The University of Virginia School of Engineering and Applied Science honored Garrett’s passion and research impact, awarding him the 2021 School of Engineering Achievement Award.
Garrett is a Double Hoo in electrical engineering. He earned his Bachelor of Science Degree in 1994 and his Ph.D. in 2000. Garrett’s vitae has the depth and breadth of corporate R&D. He joined Lockheed Martin’s engineering leadership development program between degrees, conducted research at Bell Labs and later joined Broadcom as associate technical director.
Garrett also embraces the freedom offered by start-ups. Beceem, a semiconductor company based in Santa Clara, Ca., hired Garrett as director of engineering; he now works as vice president of hardware engineering at Syntiant, a semiconductor firm based in Irvine, Ca.
Garrett is best known for low-power chip design.
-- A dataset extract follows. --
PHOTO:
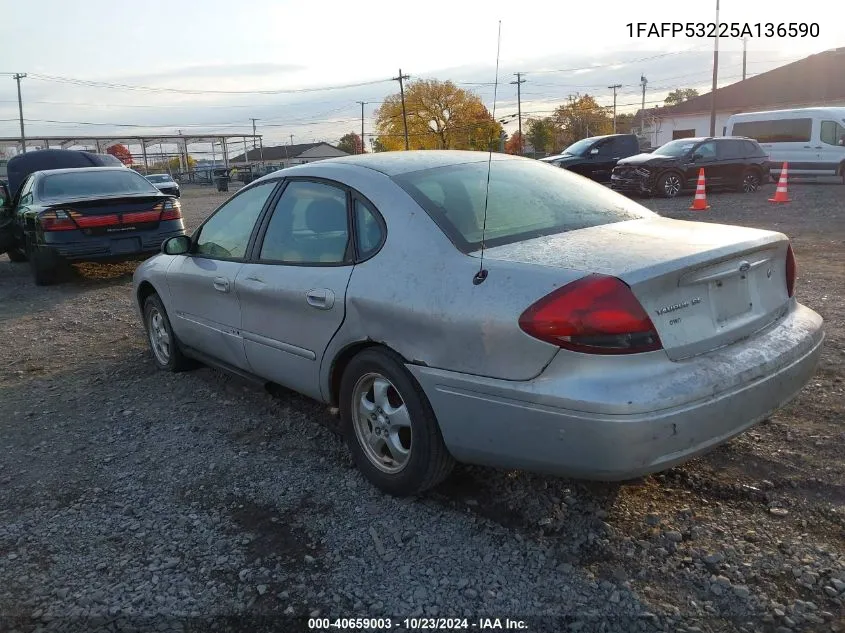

During his tenure with Broadcom, Garrett enabled well over 50 different chip products, designing circuits, architectures, systems-on-chip and algorithms for wired and wireless communications and influencing the development and adoption of wireless standards, for which he was elected fellow of the Institute of Electrical and Electronics Engineers.
Garrett is most proud of a game-changing WiFi technology called beamforming. Beamforming is a feature added to wireless device chipsets that strengthens WiFi connections, performing billions of calculations per second to steer energy to a particular user in real time.
“This was around 2010 or 2011, right in the middle of the internet of things revolution when products and services were just beginning to come on line,” Garrett said.
Integrating the beamforming feature in Broadcom’s chip sets gave the company a competitive advantage at a critical moment in the market’s development, shipping billions of those devices. “Still to this day, every high-end smart phone ships with this technology embedded.”
Garrett is again in the thick of a technology revolution, building machine learning architectures from the ground up for Syntiant, which specializes in very low-power devices for edge computing.
“We’re putting machine learning at the edge, computing where the user is,” Garrett said. Garrett and his Syntiant teammates have built two generations of the firm’s neural decision processors, adopted into a multitude of device designs from ear buds to automobiles. The team’s most recent chip earned best product of the year at the tinyML summit.
“My Ph.D. in low-power chip design is fundamental to what we do at Syntiant,” Garrett said. “We build ultra-low-power devices that can run neural networks on sensor data locally rather than connecting to the cloud or a remote server. Low power is the key component, ensuring the devices can be battery powered.”
Garrett credits James H. Aylor, UVA Engineering dean emeritus and interim chair of the Charles L. Brown Department of Electrical and Computer Engineering, for pointing him toward a career in the semiconductor industry.
“The first really big moment in my career happened when I was a fourth-year electrical engineering student,” Garrett recalled. He took a class with Aylor, where the task was to build a microprocessor from just the instruction set and map across three field-programmable gate arrays; a gate array is a hardware circuit that a user can program to carry out one or more logical operations. “That was the first moment I could really say, ‘I can build something new from scratch.’ All of a sudden, I could see this puzzle that I wanted to solve for the rest of my life.”